The Airedale Terrier
Information from Purina Pet Care
||The Airedale Terrier is a descendant of
the now extinct Black and Tan Terrier. He was developed in the 19th century in the
Airedale and Wharfedale areas of Yorkshire by local otter hunters who wanted a terrier to
work with otter and vermin and to double as a guard dog. Large working strains of terrier
were crossed with the Otterhound to produce a dog large enough to tackle adult badgers and
otters. Later crosses with the Irish Terrier and possibly the Welsh Terrier, led to the
setting of size and type. Apart from his uses as a terrier the Airedale has been trained
as a gundog where he is particularly valuable working large ducks because of his agile and
powerful swimming ability. Airedales have also been used to pull carts, as guard dogs,
police dogs and as military assistants.
General Physical Description: The Airedale is a well-built, muscular dog with a dense coat which lies straight and close to the body. The outer coat is hard, wiry and stiff while the undercoat is shorter and softer. There should be no suspicion of legginess or undue length of body. He has a keen, intelligent expression.
Airedale, King of Terriers.
Colour: Airedales are black or grizzle and tan in colour. Some may have a little white between the front legs.
Size Category: Medium
Coat Length: Short/Medium
can be expected to live up to between 12 and 15 years.
Ailments: The Airedale is normally a fit healthy dog who rarely requires to visit the vet other than for annual health checks and vaccinations. There are a few breed-specific problems and choosing a pup from healthy stock will reduce the possibility of these arising. Skin irritations, particularly when the dog is not adequately groomed, can be a problem and older dogs may develop tumours.

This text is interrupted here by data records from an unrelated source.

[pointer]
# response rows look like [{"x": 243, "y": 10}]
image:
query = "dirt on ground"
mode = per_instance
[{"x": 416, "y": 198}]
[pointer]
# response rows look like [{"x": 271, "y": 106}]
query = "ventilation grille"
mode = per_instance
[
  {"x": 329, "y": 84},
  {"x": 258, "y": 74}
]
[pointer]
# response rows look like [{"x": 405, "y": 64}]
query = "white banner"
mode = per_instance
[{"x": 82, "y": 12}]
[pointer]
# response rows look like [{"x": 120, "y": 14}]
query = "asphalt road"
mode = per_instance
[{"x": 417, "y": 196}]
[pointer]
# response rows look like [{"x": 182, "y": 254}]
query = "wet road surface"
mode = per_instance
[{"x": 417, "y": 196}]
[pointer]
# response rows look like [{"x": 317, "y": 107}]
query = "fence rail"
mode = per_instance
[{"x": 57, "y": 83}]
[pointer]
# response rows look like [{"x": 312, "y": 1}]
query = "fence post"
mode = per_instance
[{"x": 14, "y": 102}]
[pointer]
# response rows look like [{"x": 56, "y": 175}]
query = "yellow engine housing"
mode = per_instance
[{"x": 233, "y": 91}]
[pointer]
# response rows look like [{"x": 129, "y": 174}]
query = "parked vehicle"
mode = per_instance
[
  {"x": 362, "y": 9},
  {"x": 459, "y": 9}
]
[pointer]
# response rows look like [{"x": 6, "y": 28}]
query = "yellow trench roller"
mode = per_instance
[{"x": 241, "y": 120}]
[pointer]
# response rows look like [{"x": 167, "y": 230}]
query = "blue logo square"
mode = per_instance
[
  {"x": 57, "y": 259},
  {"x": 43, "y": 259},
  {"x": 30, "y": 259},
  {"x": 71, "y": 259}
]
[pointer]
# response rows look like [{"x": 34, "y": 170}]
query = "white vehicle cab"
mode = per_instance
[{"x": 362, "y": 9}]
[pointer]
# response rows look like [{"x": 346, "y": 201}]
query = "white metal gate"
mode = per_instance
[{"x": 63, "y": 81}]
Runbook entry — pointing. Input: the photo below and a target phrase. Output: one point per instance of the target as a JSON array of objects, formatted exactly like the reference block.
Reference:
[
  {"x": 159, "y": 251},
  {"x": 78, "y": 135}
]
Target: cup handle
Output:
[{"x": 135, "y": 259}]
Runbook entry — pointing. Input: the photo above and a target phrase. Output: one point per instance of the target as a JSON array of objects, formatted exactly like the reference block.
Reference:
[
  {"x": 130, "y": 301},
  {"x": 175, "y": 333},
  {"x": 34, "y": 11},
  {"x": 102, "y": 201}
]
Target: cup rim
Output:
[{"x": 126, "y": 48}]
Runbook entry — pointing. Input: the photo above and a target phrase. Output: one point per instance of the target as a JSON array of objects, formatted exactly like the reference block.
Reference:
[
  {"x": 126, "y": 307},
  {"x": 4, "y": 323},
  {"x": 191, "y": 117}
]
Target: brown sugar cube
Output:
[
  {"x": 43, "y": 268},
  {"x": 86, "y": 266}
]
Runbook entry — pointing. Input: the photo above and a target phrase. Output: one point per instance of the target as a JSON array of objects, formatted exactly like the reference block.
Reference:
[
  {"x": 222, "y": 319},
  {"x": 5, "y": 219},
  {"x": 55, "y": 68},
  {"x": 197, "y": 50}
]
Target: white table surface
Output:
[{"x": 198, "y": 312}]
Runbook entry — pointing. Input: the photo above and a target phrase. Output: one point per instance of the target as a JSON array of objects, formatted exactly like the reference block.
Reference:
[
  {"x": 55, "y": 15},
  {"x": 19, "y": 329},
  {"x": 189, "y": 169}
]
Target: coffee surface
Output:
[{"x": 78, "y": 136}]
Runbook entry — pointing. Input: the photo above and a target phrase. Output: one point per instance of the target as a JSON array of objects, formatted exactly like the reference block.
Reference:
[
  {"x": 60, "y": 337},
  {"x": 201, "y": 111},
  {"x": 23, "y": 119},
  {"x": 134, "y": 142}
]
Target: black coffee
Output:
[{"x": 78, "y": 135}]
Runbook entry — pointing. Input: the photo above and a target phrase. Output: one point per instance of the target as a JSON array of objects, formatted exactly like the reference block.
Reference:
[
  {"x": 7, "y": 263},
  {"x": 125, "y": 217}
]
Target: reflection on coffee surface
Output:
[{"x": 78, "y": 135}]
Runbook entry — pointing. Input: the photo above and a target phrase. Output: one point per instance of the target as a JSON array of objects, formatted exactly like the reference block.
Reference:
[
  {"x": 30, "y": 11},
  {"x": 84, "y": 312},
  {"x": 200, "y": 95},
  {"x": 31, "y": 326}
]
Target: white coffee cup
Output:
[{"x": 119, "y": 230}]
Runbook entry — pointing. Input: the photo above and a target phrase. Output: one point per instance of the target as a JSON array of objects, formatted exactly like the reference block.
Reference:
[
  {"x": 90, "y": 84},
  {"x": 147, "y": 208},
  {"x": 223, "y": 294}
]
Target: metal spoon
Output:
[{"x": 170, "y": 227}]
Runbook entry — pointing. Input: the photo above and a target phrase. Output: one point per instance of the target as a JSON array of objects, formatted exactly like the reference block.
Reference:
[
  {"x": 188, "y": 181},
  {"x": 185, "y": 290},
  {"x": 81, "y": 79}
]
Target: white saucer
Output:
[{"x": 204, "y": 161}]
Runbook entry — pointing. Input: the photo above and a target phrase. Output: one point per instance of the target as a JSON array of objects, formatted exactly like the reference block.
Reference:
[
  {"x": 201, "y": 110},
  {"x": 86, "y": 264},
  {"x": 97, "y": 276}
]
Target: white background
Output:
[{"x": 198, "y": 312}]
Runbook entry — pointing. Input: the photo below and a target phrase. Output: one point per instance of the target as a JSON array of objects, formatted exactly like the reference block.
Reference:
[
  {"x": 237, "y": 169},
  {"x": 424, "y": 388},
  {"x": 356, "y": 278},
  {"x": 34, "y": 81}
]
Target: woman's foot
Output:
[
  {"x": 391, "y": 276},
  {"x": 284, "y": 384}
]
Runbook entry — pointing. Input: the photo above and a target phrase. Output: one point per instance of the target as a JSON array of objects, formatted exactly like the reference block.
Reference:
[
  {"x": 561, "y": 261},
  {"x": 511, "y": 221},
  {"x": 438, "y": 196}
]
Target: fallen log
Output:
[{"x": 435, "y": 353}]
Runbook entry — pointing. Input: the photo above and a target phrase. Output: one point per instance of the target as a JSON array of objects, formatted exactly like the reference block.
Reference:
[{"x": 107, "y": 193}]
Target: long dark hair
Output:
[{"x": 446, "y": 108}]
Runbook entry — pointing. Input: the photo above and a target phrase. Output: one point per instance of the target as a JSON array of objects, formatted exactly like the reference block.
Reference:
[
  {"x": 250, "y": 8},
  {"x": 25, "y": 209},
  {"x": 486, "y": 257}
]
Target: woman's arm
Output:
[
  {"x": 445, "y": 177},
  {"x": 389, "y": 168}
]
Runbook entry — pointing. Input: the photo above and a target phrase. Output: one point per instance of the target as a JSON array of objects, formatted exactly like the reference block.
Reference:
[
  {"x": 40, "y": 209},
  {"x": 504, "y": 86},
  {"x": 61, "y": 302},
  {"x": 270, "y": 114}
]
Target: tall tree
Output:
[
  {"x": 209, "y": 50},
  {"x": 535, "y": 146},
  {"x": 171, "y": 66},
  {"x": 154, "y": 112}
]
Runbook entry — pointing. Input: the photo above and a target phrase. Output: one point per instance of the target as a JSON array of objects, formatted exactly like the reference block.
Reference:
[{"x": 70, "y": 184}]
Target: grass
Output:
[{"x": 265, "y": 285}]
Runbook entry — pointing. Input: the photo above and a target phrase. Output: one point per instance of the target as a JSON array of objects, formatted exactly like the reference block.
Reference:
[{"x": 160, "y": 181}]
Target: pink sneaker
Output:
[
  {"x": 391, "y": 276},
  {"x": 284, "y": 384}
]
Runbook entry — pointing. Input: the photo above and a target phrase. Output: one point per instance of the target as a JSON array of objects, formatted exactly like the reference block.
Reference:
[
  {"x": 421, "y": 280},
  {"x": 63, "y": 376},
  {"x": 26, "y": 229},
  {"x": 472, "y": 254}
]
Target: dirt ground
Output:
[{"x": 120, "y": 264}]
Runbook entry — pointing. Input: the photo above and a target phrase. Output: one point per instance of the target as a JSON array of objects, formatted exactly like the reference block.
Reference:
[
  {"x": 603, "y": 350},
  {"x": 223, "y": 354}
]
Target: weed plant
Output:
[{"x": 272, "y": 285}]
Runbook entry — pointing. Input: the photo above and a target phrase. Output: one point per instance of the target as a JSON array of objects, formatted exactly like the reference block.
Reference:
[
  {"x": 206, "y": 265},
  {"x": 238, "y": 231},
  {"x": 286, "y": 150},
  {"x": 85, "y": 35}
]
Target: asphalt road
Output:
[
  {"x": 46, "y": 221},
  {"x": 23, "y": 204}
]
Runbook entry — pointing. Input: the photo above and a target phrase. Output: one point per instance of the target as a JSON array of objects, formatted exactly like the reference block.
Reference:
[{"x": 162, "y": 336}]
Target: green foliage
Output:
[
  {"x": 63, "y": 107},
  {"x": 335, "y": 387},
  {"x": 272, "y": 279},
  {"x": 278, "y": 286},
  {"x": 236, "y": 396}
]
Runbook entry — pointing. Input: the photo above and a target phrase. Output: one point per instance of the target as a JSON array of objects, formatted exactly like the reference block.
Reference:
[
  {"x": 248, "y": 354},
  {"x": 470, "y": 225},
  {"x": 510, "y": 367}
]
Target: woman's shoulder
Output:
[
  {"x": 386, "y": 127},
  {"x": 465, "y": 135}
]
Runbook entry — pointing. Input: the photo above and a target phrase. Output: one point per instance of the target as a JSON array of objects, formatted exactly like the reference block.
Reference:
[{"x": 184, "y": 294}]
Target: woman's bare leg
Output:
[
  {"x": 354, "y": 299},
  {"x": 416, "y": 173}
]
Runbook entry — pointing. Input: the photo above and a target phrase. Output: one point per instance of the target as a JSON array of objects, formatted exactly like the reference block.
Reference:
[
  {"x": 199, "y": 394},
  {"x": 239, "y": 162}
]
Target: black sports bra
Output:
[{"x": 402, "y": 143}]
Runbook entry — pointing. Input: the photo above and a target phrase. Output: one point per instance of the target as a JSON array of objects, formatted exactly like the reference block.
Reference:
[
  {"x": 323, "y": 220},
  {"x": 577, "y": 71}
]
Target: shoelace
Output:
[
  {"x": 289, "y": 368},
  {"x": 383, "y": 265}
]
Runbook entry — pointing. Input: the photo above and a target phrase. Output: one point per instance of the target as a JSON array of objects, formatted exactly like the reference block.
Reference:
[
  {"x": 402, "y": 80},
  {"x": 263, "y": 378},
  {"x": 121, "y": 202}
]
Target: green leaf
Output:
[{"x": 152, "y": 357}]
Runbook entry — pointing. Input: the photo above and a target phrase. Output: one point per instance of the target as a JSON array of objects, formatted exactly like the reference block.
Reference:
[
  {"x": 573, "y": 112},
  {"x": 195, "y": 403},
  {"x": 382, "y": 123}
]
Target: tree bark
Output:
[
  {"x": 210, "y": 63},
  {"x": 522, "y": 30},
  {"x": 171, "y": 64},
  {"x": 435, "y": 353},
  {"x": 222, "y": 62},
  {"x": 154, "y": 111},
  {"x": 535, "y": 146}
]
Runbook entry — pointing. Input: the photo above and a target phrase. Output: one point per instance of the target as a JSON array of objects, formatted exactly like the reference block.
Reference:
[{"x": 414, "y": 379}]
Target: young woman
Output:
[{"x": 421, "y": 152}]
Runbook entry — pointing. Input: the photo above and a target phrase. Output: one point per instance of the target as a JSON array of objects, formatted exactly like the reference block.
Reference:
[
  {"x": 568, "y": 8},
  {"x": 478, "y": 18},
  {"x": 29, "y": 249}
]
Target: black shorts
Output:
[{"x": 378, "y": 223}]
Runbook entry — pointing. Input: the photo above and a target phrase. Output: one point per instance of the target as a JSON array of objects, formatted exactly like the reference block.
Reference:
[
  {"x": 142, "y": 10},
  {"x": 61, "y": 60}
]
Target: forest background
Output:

Common Ailments: Eye - Entropion, Brain (Congenital) - Cerebellar hypoplasia, Haemolymphatic - Bleeding disorders - Von Williebrands disease, Bones (Developmental) - Hip dysplasia, Endocrine - Pancreatic tumour (insulinoma), Haemolymphatic - Lymphadenopathy - Tumour (Lymphoma/Lymphosarcoma), Mouth - Malocclusion (Overshot or undershot jaw), Nose - Nasal tumours, Ruptures/Hernias - Umbilical hernia, Skin - Dermatitis - Acute moist ("wet eczema" or "hot spot"), Urogenital (Acquired) - Bladder tumour/polyp
Requirements: Airedales are not a particularly greedy or fussy eaters and
are therefore easy to feed. They are however well-built and very active dogs who require
reasonable amounts of good quality food to fuel their energy levels.
& Temperament: The Airedale is a friendly, adaptable and courageous
dog showing all the terrier characteristics. They need firm handling as they are naturally
dominant and can be stubborn, but normally they love to please and are obedient. They are
not very aggressive towards other dogs but will stand their ground if challenged. They are
fun-loving dogs and good with people. They make excellent family dogs, particularly good
with children and always ready to join in their games. They are devoted companions, ready
for a walk or a ride in the car at any time. They are protective towards their families
and homes and make good guard dogs.
Personal Protection: Medium
The Airedale should have a daily brush and comb to keep him looking smart. Regular
grooming will also lessen the occurrence of skin irritations. The coat is shed twice
yearly and professional stripping is advised at this time. As part of the daily routine
his feet should be checked for lumps of mud or matted hair and his ears, eyes and teeth
checked. It may be necessary to occasionally trim hair from in and around the ears and
teeth will benefit from regular cleaning.
Classification: The Airedale is the tallest member of the Terrier group.
Terriers are keen, intelligent and adaptable dogs and the Airedale is valued for these
characteristics. They are suitable as working dogs, when their waterproof double coat
ensures they perform well, both on land and in water, and as companion dogs.